The ACG System provides a unique view into a patient’s medication history, so users can provide high-quality care and avoid adverse health events as a result of polypharmacy.

Features and Benefits of Pharmacy Data

Using the ACG System to analyze pharmacy data allows health care organizations and researchers to monitor adherence to medication regimens, detect potential medication errors, discover chronic conditions, detect chronic opioid users, reveal those with complex medications or regimens and optimize health care utilization.

Health systems and providers are the first line of defense against inappropriate medication use. Using pharmacy data, providers can also see if a patient is taking medications for a condition that has not been recorded and explore which patients are on medications that inherently have more risk (those with complex medication regimens and/or high medication complexity). This can allow for interventions to preserve the health of the patient.

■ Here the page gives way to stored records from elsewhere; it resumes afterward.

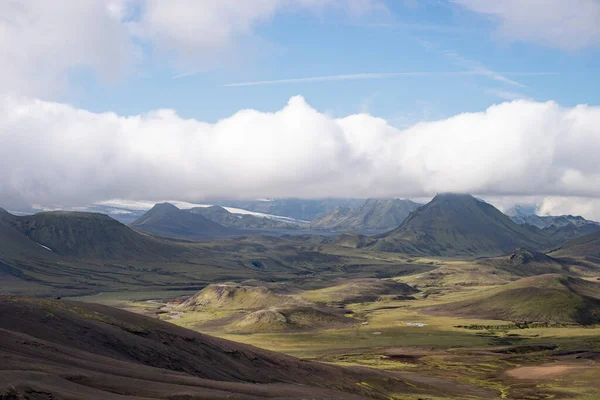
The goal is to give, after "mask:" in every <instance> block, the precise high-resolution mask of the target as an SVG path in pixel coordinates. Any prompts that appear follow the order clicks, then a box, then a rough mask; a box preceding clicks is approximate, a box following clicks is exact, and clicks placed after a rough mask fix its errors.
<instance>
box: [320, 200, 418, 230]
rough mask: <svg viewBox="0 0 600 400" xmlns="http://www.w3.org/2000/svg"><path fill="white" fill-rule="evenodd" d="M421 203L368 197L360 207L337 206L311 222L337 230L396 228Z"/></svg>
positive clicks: (409, 201) (363, 229)
mask: <svg viewBox="0 0 600 400" xmlns="http://www.w3.org/2000/svg"><path fill="white" fill-rule="evenodd" d="M419 206H421V205H420V204H417V203H415V202H413V201H410V200H401V199H389V200H379V199H368V200H367V201H365V203H364V204H362V205H361V206H360V207H358V208H356V209H350V208H348V207H342V208H337V209H336V210H334V211H333V212H332V213H331V214H329V215H326V216H324V217H322V218H320V219H318V220H316V221H314V222H313V223H312V224H311V227H313V228H315V229H330V230H336V231H368V230H387V229H393V228H396V227H397V226H398V225H400V224H401V223H402V221H404V219H406V217H407V216H408V215H409V214H410V213H411V212H412V211H414V210H416V209H417V208H418V207H419Z"/></svg>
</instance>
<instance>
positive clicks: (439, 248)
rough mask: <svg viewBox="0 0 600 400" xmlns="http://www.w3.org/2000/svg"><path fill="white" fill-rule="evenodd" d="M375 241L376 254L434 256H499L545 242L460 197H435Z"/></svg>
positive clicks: (378, 237)
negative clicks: (397, 225) (376, 252)
mask: <svg viewBox="0 0 600 400" xmlns="http://www.w3.org/2000/svg"><path fill="white" fill-rule="evenodd" d="M378 239H379V240H378V241H377V243H376V244H375V245H374V247H375V248H376V249H377V250H382V251H395V252H406V253H414V254H425V255H435V256H458V255H460V256H476V255H500V254H505V253H508V252H509V251H512V250H514V249H515V248H518V247H526V248H531V249H540V248H544V247H545V246H547V245H548V242H549V241H548V238H546V237H545V236H543V235H540V234H536V233H535V232H533V231H531V230H528V229H526V228H524V227H522V226H520V225H518V224H516V223H514V222H513V221H512V220H511V219H510V218H509V217H507V216H506V215H504V214H502V213H501V212H500V211H498V210H497V209H496V208H494V207H493V206H492V205H490V204H488V203H485V202H483V201H480V200H477V199H476V198H474V197H473V196H470V195H463V194H440V195H437V196H436V197H435V198H434V199H433V200H432V201H431V202H430V203H429V204H427V205H425V206H423V207H420V208H418V209H417V210H416V211H414V212H413V213H411V214H410V216H409V217H408V218H407V219H406V220H405V221H404V222H403V223H402V225H400V226H399V227H398V228H397V229H394V230H393V231H391V232H389V233H387V234H385V235H381V236H379V237H378Z"/></svg>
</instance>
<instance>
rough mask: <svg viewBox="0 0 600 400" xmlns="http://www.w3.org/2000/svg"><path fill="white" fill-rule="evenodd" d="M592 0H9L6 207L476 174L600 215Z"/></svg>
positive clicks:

ACG System users who use pharmacy data solely for analysis can utilize a wide range of outputs from the System. Pharmacy data allows users to assess medication adherence rates through medication possession ratio (MPR), proportion of days covered (PDC) and continuous, single-interval measure of medication availability (CSA). It also allows users to explore gaps in care and detect untreated conditions. These measures can empower users to see gaps in medications, see how well the medication is working for the patient, observe whether patients are taking their medications correctly and identify potential issues with a prescription.

A notable benefit of using the ACG System is its proprietary Medication Complexity Score. This patient-level score shows the level of challenges tied to certain medications, a medication regimen of multiple prescriptions, if some medications have conflicting or similar instructions and other requirements. The higher the score, the more complications a patient could experience. This includes medication gaps, opioid dependence, unplanned readmissions and a higher annual medication cost.

Pharmacy Data also helps providers and health systems identify inappropriate opioid use. Users are grouped into three categories:

  1. The first is a chronic user, someone who is at high risk for complications stemming from these drugs.
  2. The second is a concomitant user. This individual takes both opioids and prescribed benzodiazepines, including Valium or Xanax. Using these drugs together increases the risk of overdose and death.
  3. The third type of user is opioid-dependent. The pharmacy data files on these individuals show back-to-back refills and prescriptions from more than one provider.

This critical ACG System feature identifies problems with opioid use and can potentially save lives.

Predictive Models

The ACG System also develops predictive models to identify those at the highest utilization risk of health services, classifying patients at low, medium or high risk for several adverse outcomes. Through these pharmacy-based predictive models, patients who are on the path to becoming a persistent high-utilizer, or those at risk of sentinel events (such as avoidable hospital admissions, additional treatments and a higher cost compared to other patients), can be identified.

Pharmacy Data is an important tool to use in population health. The ACG System shows users how many prescriptions a person has received in a specified time. It also looks at a patient’s disease burden in terms of the number of prescriptions they take and can identify trends of polypharmacy within a population based on a number of unique subgroups – a unique functionality not available in other population health management tools that allows users to identify and intervene at a population or individual level, when social determinants, health need or external factors are affecting their patients’ health.

Understanding pharmacy data is a critical part of the whole-person care approach. This data gives users information that can’t be obtained through other methods. The ACG System uses pharmacy and claims data to more accurately fill the gaps in a patient’s health record.